Ainsi, d’autres voies sont expérimentées2127, en particulier pour tenir compte des conditions spécifiques de travail de certains travailleurs, jouissant d’une très large autonomie fonctionnelle, en vue de leur assurer le bénéfice ou le maintien de la protection attachée au statut du salarié. Sous un angle différent, des études ont été également engagées2128, afin de régler le régime juridique de situations de travail présentant des caractères, sinon de similitude, du moins de mitoyenneté, entre travailleur économiquement dépendant et travailleur subordonné2129.

828 Ces orientations sont néanmoins significatives de la direction désormais poursuivie par le droit objectif : assurer une majoration de la volonté du salarié dans le cadre d’une relation du travail plus égalitaire et préserver le socle protecteur des règles d’ordre public. Il ne peut y avoir, en effet, de volonté effective, sans liberté concrète de choix et de décision dans un espace donné.

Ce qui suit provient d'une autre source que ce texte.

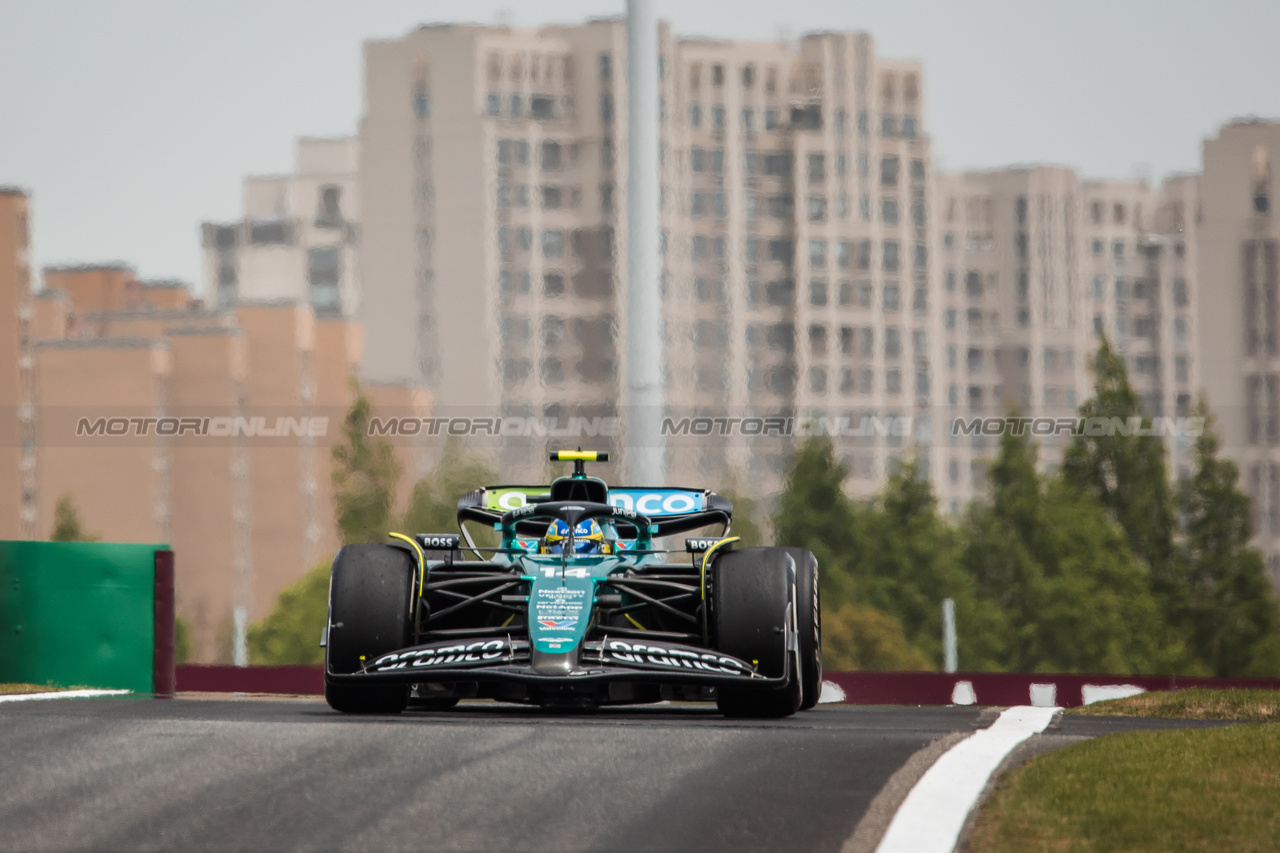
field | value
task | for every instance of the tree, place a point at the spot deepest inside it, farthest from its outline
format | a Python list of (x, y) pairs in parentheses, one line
[(906, 561), (1073, 596), (1127, 473), (433, 506), (814, 512), (67, 524), (856, 637), (291, 632), (364, 478), (1226, 606), (745, 525), (181, 641)]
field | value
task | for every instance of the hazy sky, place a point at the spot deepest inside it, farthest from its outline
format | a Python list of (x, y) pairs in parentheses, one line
[(132, 121)]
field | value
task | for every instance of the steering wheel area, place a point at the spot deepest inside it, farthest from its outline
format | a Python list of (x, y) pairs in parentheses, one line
[(521, 520)]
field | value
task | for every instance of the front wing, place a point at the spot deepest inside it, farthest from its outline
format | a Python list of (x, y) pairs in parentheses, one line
[(506, 658)]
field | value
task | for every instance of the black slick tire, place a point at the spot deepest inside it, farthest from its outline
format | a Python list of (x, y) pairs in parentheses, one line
[(752, 600), (370, 589), (808, 625)]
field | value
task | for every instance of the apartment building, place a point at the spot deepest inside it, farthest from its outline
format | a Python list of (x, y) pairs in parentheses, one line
[(1238, 314), (297, 237), (796, 274), (1037, 265), (17, 486), (248, 514)]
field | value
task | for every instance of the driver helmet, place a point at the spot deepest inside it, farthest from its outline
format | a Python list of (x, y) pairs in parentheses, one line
[(588, 538)]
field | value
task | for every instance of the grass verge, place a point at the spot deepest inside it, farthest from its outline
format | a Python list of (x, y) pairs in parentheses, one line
[(27, 688), (1188, 789), (1197, 703)]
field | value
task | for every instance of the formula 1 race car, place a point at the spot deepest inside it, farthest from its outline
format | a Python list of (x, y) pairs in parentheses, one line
[(575, 607)]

En définitive, plutôt que d’investir une refondation sociale et normative bien hypothétique à ce jour, le droit du travail s’engage, semble-t-il, sur la voie d’une valorisation progressive de la volonté du salarié dans la relation du travail, qui fait figure, d’ores et déjà, de réponse aux nouvelles données contextuelles et en particulier, aux attentes d’une « subordination modérée ». Elle oblige à ne plus envisager le rapport d’emploi uniquement en termes de soumission, et à s’interroger sur les mécanismes propices à une liberté et une capacité volitive renforcées du salarié.

On sera porté à penser que la valorisation de la volonté du salarié, loin d’annoncer la fin du salariat, pourrait être au contraire l’occasion d’une forme de renaissance.

Notes
2126.

Art. 1832 du code civil.

2127.

Des expériences de nature diverse, introduisant d’autres aspects que la subordination classique, existent déjà. Qu’il s’agisse notamment du portage salarial (art.L.1251-64 du code du travail), du travail à temps partagé (ar.L.1251-1 du code du travail), du contrat à durée déterminée à objet défini dit de projet ( Loi n° 2008-596 du 25 juin 2008 sur la modernisation du marché du travail), voire même de l’auto- entrepreneur ( Loi n° 2008-776 du 04/08/2008 sur la modernisation de l’économie) qui favorise l’idée de créer son propre travail ( v. « 1 er mai : fête du travail….non salarié ? » J-E Ray, Liaisons sociales Magazine, n°102, mai 2009, p42).

2128.

PH. Antonmattei, J-C Sciberras, « Rapport à Mr le Ministre du Travail, des relations sociales, de la famille et de la solidarité », nov. 2008, notamment p 8 et suiv. D’autres analyses et propositions ont été faites, par le passé, notamment « l’état professionnel » de A. Supiot, «  Au-delà de l’emploi, transformations du travail et devenir du droit du travail en Europe », Flammarion 1999 ; la « parasubordination » de J. Barthélémy «Parasubordination », les Cahiers du DRH, mai 2008, p 27. ; le « professionnel ou le travailleur autonome »,objet de certaines expériences européennes ( notamment en Espagne) ou de propositions syndicales (Cadres CFDT, avril 2001).

2129.

Créer, comme il est proposé, une nouvelle catégorie juridique sans modifier la frontière entre salariés et travailleurs indépendants, entre subordination juridique et dépendance économique, laisse cependant présager, pour l’avenir, quelques difficultés de tracé de frontière. V. notamment, C. Giraudet, « Le rapport Antonmattéi-Sciberras sur la protection du travailleur économiquement dépendant », in «  Les périmètres du droit du travail »,Colloque organisé par l’Equipe de recherche en droit social de l’IETL de Lyon 2 et celle du CERCRID de Saint-Etienne, 16 et 17/10/2009.